Where the [Edgewood] Ends

Edgewood Ave

Edgewood Avenue has been a fly in the ointment, or a bee in our bonnet, or, well, it’s been crimping our style, our ability to get to and from anywhere, for a few months now. since… April?

The Beltline, you see, is going to pass through directly beneath the Edgewood Avenue Bridge, which sounds grand, but even despite it being a 107 years old it was one of those bridges that one hardly realized was a bridge until this discussion of it coming down (here a picture of THAT!). Maybe because it is so developed next to the apparently elevated Edgewood Ave, you might not have noticed that there was actually a bridge over the lowlands unless you’d been trepidaciously exploring the Beltline right-of-way. It was just a short section of the street where you suddenly had a good view of the Marta train.

Anyway, it’s been a a serious hindrance for commuters who pass through the Krog tunnel, from Inman Park to Reynoldstown and East Atlanta. N and I have been watching the process, whenever we go to Miso we walk to where the street ends and peer over the edge. It doesn’t look like a 107 year old bridge until you see a heavy layer of bricks a few feet down—part of an old road bed? I need to examine more really, and document. As for it’s need to be replaced, I can imagine that’s true, back when it was constructed, 1906 I suppose, reinforced concrete construction was a relatively new technology—although, the first reinforced concrete bridge built in 1889 is still standing as is the largest reinforced concrete bridge from that era, built in 1910, I guess ours just wasn’t as good as those.
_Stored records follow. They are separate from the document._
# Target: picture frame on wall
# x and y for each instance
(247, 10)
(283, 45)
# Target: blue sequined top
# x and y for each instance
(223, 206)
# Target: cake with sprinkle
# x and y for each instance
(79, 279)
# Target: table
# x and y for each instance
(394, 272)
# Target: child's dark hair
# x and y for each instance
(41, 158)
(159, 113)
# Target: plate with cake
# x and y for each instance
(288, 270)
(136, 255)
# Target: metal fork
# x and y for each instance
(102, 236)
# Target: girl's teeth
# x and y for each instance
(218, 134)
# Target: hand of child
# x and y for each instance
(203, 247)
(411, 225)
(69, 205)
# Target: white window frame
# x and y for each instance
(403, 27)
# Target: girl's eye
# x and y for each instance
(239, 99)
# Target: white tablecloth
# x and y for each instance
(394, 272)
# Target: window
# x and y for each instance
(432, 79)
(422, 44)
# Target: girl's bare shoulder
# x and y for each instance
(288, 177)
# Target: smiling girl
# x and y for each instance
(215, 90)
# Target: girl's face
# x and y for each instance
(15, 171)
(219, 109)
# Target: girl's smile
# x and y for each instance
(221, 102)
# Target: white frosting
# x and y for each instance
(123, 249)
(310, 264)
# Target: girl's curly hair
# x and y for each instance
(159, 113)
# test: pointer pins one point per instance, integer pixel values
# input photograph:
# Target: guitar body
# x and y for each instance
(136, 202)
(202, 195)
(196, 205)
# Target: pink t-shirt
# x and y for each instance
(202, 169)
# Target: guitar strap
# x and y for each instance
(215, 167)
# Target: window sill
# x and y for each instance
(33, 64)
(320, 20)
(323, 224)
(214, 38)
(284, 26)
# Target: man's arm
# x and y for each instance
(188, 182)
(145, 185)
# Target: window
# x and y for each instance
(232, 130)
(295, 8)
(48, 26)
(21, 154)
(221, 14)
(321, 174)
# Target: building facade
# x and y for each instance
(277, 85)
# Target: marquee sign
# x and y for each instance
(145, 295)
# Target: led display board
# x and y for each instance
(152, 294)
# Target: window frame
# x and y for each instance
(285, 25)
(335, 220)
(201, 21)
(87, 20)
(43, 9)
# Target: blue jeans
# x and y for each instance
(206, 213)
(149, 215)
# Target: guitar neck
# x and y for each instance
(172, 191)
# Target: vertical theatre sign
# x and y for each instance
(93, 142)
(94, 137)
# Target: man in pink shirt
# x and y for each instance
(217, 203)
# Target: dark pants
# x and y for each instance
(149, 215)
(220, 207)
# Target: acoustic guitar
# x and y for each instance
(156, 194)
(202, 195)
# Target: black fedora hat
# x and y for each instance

It’s out for WHOLE YEAR, but one day the barricades will become impassible, so the other night N and I picnicked where the street ended, perched on sandbags watching the sky change colors and the light darken on a stray cat among the bulldozers below. We’ll keep strolling out there whenever we’re nearby and dangling our legs over the edge of what was once a ravine with a railroad running through it, until they put our street back in place. And then, oh THEN we’ll bike over AND under and not have to detour ever again!